I don't have Perian installed.

Actually, I'm not suggesting anything for your case. I brought the screenshot example as a means to understand where this problem lies. In my case, I thought that a "hardware" issue cannot be caught by a print-screen function (which relies only in software functionality). Example: If you break your display panel into pieces, and you still take a screenshot, the screenshot will display OK, although you will not be able to see it in this computer (because you will have smashed your screen)!
 

DianeK

macrumors regular
Jun 4, 2013
222
8
Actually, I'm not suggesting anything for your case.

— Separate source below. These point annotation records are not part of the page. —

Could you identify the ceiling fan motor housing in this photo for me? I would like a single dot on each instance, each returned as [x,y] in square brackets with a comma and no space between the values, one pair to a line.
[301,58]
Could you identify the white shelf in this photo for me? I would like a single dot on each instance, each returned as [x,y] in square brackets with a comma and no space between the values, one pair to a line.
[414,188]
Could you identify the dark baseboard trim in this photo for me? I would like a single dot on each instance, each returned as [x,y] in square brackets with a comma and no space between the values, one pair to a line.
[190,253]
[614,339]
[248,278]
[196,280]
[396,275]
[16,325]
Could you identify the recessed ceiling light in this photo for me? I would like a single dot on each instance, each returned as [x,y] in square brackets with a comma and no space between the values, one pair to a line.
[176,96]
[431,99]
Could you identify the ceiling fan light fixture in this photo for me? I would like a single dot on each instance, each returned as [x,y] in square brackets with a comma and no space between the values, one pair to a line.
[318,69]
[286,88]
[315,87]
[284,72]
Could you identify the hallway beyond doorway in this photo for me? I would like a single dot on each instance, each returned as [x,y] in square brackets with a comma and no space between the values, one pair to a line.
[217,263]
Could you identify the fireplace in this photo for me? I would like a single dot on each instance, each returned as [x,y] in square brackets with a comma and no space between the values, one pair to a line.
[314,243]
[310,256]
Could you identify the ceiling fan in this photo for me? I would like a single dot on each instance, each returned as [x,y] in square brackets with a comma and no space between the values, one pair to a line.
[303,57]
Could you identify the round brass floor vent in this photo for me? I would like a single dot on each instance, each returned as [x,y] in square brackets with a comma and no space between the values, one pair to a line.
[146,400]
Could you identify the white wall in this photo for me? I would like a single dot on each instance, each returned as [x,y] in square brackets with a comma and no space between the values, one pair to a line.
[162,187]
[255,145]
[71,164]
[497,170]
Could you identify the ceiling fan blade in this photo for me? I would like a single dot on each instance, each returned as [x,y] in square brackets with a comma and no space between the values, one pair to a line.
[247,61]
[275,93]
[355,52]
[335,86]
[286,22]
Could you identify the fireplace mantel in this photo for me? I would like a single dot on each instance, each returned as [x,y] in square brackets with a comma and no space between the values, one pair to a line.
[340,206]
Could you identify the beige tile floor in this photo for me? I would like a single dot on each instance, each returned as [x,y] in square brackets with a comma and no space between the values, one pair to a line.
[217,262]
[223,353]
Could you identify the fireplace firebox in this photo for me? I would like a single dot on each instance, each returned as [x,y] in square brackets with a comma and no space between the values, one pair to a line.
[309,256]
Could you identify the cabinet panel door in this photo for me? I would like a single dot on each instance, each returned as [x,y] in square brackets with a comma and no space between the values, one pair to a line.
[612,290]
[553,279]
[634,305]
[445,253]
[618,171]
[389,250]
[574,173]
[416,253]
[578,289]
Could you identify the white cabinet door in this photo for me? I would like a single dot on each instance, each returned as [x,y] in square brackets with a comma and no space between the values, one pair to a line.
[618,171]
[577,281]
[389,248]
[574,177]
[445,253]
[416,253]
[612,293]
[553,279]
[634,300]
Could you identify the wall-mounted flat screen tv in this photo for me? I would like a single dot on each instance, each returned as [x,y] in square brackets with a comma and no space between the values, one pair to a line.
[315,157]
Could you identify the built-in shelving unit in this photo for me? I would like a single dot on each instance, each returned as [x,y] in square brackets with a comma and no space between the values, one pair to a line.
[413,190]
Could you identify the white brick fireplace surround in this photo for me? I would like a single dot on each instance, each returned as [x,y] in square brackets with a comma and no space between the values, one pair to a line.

I brought the screenshot example as a means to understand where this problem lies. In my case, I thought that a "hardware" issue cannot be caught by a print-screen function (which relies only in software functionality). Example: If you break your display panel into pieces, and you still take a screenshot, the screenshot will display OK, although you will not be able to see it in this computer (because you will have smashed your screen)!

OK, I think I get it...the software is actually generating an image based on what it thinks the display is supposed to be showing (regardless of what it is actually showing) whereas your cellphone camera took a picture of what was actually displayed. So in your case, the software-generated image was still not correct (leading you to wonder about a software issue) whereas for me the software-generated image was what the desktop was supposed to look like.

So the mystery is what was the mechanism involved with my screenshot generating action causing the actual display to correct itself? Not that I necessarily expect you have the answer but maybe someone can explain it...you may have noticed no one responded to my initial reporting of this.

Anyway, it certainly is a head-scratcher. Kinda like my graphics card gave itself a head-slap and said "oh yeah, that's what I'm supposed to be showing - oops" when the software completed the screenshot?
 

chrfr

macrumors G5
Jul 11, 2009
13,709
7,279
As for my last statement, I meant that if, for example, it was a display panel issue, then the screenshot would have looked like it should, without the display glitches. However, a failing graphics card could give warnings such as the one I'm seeing now, couldn't it?
Correct. Often, a failing GPU will record the artifacts in a screen capture.